Жюли собиралась на другой день уезжать из Москвы и делала прощальный вечер.
– Безухов est ridicule [смешон], но он так добр, так мил. Что за удовольствие быть так caustique [злоязычным]?
– Штраф! – сказал молодой человек в ополченском мундире, которого Жюли называла «mon chevalier» [мой рыцарь] и который с нею вместе ехал в Нижний.
В обществе Жюли, как и во многих обществах Москвы, было положено говорить только по русски, и те, которые ошибались, говоря французские слова, платили штраф в пользу комитета пожертвований.
– Другой штраф за галлицизм, – сказал русский писатель, бывший в гостиной. – «Удовольствие быть не по русски.

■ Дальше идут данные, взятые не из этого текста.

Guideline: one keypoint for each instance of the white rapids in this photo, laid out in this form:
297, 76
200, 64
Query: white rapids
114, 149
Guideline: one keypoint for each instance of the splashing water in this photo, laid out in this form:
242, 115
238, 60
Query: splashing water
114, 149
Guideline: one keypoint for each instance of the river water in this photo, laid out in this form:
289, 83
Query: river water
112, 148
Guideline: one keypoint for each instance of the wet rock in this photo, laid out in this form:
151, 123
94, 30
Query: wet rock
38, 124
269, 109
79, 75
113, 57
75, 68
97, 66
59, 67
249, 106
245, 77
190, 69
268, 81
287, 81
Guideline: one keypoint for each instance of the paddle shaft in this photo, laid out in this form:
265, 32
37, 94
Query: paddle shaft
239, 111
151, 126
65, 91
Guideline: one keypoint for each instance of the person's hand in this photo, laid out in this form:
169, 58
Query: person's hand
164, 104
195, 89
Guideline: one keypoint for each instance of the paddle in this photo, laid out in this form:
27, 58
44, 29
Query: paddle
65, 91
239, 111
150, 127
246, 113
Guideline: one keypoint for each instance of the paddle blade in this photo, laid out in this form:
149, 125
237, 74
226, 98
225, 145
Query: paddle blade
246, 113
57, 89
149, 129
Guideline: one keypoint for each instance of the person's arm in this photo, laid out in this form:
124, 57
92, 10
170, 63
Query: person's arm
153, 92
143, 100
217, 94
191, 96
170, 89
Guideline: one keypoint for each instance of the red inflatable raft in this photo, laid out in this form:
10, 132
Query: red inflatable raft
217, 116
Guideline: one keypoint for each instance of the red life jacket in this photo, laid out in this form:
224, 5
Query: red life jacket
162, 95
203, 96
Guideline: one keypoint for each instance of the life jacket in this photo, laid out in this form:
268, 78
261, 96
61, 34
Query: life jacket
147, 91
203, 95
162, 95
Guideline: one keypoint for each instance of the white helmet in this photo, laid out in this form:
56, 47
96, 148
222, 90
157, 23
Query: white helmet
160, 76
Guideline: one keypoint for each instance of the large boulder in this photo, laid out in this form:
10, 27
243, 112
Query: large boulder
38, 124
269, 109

– Вы никому не делаете милости, – продолжала Жюли к ополченцу, не обращая внимания на замечание сочинителя. – За caustique виновата, – сказала она, – и плачу, но за удовольствие сказать вам правду я готова еще заплатить; за галлицизмы не отвечаю, – обратилась она к сочинителю: – у меня нет ни денег, ни времени, как у князя Голицына, взять учителя и учиться по русски. А вот и он, – сказала Жюли. – Quand on… [Когда.] Нет, нет, – обратилась она к ополченцу, – не поймаете. Когда говорят про солнце – видят его лучи, – сказала хозяйка, любезно улыбаясь Пьеру. – Мы только говорили о вас, – с свойственной светским женщинам свободой лжи сказала Жюли. – Мы говорили, что ваш полк, верно, будет лучше мамоновского.
– Ах, не говорите мне про мой полк, – отвечал Пьер, целуя руку хозяйке и садясь подле нее. – Он мне так надоел!

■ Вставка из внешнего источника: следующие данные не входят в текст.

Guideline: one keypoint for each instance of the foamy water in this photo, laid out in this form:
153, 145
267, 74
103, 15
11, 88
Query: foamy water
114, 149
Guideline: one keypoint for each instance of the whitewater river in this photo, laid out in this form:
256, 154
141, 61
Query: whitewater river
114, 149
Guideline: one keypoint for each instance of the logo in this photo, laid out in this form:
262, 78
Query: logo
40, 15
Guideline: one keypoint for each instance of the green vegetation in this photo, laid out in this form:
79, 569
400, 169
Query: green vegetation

– Вы ведь, верно, сами будете командовать им? – сказала Жюли, хитро и насмешливо переглянувшись с ополченцем.
Ополченец в присутствии Пьера был уже не так caustique, и в лице его выразилось недоуменье к тому, что означала улыбка Жюли. Несмотря на свою рассеянность и добродушие, личность Пьера прекращала тотчас же всякие попытки на насмешку в его присутствии.
– Нет, – смеясь, отвечал Пьер, оглядывая свое большое, толстое тело. – В меня слишком легко попасть французам, да и я боюсь, что не влезу на лошадь…

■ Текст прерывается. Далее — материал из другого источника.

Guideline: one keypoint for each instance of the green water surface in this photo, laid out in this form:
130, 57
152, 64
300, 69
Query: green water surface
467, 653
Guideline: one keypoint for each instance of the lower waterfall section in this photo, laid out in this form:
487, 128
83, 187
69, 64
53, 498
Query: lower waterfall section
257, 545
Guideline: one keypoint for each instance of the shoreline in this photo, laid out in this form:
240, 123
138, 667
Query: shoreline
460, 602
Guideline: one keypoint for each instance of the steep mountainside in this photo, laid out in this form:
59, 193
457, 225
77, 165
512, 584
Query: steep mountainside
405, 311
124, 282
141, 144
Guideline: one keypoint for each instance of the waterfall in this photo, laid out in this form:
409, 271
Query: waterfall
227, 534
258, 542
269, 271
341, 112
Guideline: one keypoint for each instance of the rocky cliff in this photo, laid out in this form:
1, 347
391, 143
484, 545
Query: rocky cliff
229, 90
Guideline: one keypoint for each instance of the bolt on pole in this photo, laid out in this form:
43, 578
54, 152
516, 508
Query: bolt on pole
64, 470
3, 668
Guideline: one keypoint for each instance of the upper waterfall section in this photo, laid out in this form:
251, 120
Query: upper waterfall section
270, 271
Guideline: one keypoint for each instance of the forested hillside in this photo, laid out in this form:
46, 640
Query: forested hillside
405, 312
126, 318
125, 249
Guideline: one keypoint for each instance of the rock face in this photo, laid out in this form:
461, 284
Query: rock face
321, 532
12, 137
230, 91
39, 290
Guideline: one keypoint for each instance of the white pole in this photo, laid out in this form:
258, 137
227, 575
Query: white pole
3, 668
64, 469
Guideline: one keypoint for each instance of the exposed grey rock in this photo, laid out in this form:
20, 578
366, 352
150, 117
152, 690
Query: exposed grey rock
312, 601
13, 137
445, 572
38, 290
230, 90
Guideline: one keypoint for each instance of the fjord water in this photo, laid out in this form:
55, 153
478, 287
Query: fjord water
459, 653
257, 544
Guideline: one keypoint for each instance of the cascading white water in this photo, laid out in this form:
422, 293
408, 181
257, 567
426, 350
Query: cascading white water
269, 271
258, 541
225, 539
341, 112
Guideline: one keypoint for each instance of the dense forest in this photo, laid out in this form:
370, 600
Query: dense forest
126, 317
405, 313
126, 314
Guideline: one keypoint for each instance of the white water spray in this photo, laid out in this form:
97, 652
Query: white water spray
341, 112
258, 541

В числе перебираемых лиц для предмета разговора общество Жюли попало на Ростовых.
– Очень, говорят, плохи дела их, – сказала Жюли. – И он так бестолков – сам граф. Разумовские хотели купить его дом и подмосковную, и все это тянется. Он дорожится.
– Нет, кажется, на днях состоится продажа, – сказал кто то. – Хотя теперь и безумно покупать что нибудь в Москве.
– Отчего? – сказала Жюли. – Неужели вы думаете, что есть опасность для Москвы?
– Отчего же вы едете?
– Я? Вот странно. Я еду, потому… ну потому, что все едут, и потом я не Иоанна д'Арк и не амазонка.